Gubernur Ansar mengatakan pujasera Taman Kota Kijang sudah lama menjadi pusat destinasi kuliner masyarakat. Tahun 2024 ini, Pujasera Kijang akan direvitalisasi oleh Pemerintah Provinsi Kepulauan Riau. Serta Kampung otak-otak di Kelurahan Sei Enam. Ini merupakan komitmen Ansar Ahad mempersolek Bintan Timur, Kabupaten Bintan.

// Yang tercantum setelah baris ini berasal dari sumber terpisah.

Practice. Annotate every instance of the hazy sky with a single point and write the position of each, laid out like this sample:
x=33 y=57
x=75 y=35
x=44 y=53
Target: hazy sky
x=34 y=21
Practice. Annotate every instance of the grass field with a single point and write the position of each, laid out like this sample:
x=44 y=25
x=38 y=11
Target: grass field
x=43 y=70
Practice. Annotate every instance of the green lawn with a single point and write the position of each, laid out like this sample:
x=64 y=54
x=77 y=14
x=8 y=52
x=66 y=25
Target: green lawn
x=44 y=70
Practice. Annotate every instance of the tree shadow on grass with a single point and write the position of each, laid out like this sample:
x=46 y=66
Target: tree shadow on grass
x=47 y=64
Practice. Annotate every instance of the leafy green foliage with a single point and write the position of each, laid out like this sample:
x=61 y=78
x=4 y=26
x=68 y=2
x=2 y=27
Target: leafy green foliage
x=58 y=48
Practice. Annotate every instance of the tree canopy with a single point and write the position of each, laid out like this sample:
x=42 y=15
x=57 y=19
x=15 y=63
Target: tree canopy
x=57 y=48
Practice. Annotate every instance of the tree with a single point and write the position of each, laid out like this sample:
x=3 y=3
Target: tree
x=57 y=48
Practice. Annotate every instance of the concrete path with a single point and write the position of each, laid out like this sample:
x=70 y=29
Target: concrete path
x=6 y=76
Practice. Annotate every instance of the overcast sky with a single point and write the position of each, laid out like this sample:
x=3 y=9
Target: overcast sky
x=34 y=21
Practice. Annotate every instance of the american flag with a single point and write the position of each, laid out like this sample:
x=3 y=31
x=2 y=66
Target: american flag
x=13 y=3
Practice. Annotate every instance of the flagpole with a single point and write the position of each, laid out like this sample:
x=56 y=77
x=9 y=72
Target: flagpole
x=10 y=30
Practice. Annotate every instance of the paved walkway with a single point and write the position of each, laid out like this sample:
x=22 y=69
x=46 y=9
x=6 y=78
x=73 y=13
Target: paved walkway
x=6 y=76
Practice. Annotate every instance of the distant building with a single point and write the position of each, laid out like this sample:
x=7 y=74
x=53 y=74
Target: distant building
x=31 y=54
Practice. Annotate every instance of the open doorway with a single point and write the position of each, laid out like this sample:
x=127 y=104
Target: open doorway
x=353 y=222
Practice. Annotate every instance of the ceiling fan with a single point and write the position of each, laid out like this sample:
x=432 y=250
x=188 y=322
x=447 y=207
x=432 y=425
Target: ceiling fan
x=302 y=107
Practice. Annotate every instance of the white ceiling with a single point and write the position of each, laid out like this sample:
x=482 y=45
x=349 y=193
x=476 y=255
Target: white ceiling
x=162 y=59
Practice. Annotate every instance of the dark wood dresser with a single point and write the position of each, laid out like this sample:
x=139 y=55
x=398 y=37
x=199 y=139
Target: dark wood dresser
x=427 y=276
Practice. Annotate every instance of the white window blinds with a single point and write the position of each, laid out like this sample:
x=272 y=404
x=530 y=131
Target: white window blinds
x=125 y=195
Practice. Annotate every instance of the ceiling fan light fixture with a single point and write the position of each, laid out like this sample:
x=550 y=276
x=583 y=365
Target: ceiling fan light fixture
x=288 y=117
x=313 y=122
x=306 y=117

Dari desain yang dipaparkan ke masyarakat yang hadir, desain baru Pujasera Kijang akan memiliki ornamen khas Melayu seperti ornamen payung berarak sukacita, tiang dengan empat kelopak yang menggambarkan empat pokok masyarakat Melayu yaitu etnis, budaya, bahasa, dan kerajaan. Revitalisasi pujasera Kijang juga meliputi perbaikan musala, tempat wudu, etalase pedagang, toilet, dan tempat parkir.
Selain revitalisasi pujasera, Gubernur Kepri Ansar Ahmad mengatakan, ada tambahan pekerjaan yang harus juga dikerjakan diantaranya penerangan lampu di kawasan Taman Kota guna meminimalisir kemungkinan terjadinya tindakan kejahatan serta pemindahan beberapa lapak penjual yang bertebaran disekitaran lingkungan kolam agar ditempatkan disuatu tempat yang layak sehingga akan nampak lebih rapi dan indah.
Adapun revitalisasi lapangan futsal dan lapangan basket di sekitar Taman Kota Kijang akan dikerjakan Pemerintah Kabupaten Bintan.
“Mudah-mudahan performa Taman Kota khususnya pujasera ke depan bisa lebih baik, Kijang ini sudah asri dan nyaman,” ujar Gubernur Kepri.
Pemerintah Provinsi Kepri, lanjut Ansar Ahmad, akan terus membangun semua kabupaten/kota secara simultan dari waktu ke waktu yang akan berimplikasi pada perkembangan provinsi pada semua sisi, baik sisi ekonomi, sisi ekonomi dan lainnya.